These clouds used to roll themselves into great storms and we'd stay up all night to watch the lightning strike. We'd run out into the streets and with our bare feet we would dam up the warm water. and then all at once, we'd let it all go. 

Did you see the tidal waves we made in our streets? Did you let them sweep you off your feet? Or did you run to higher ground? 

Rain ran off our cheeks and into the streets that turned to rivers and i bought a canoe. 
Cul de sacs turned to lakes and we built a dock and soon a harbor; our community was thriving.

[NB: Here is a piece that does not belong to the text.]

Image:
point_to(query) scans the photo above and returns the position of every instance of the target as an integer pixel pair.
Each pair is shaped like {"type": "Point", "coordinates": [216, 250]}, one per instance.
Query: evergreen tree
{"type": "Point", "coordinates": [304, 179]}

We opened a general store and Ship after ship would pour in. We'd buy and sell and trade. We had fish, crab and fur, markets. A boat yard, a pub, an inn, a brothel. We had a blacksmith, a baker, a farmer, a milk man, students, teachers, a wig maker, a basket maker, a dress maker, a day maker, Deckhands, servants, muck rakers, framers, roofers, Soldiers, criminals, bums, junkies, cobbler, con men, and clowns. We Thew parties and reenacted boston tea parties. We smoked and drank and fought and made up. We fell in love and broke hearts; cat called and caught glances, but never gathered the courage to go talk to her.


We had it all,

but the only thing we were missing was you.


We awoke that morning to sirens and an ambulance on your lawn.

Your mom had found face down in your bed. 

You were soaking wet and your lungs were filled with water.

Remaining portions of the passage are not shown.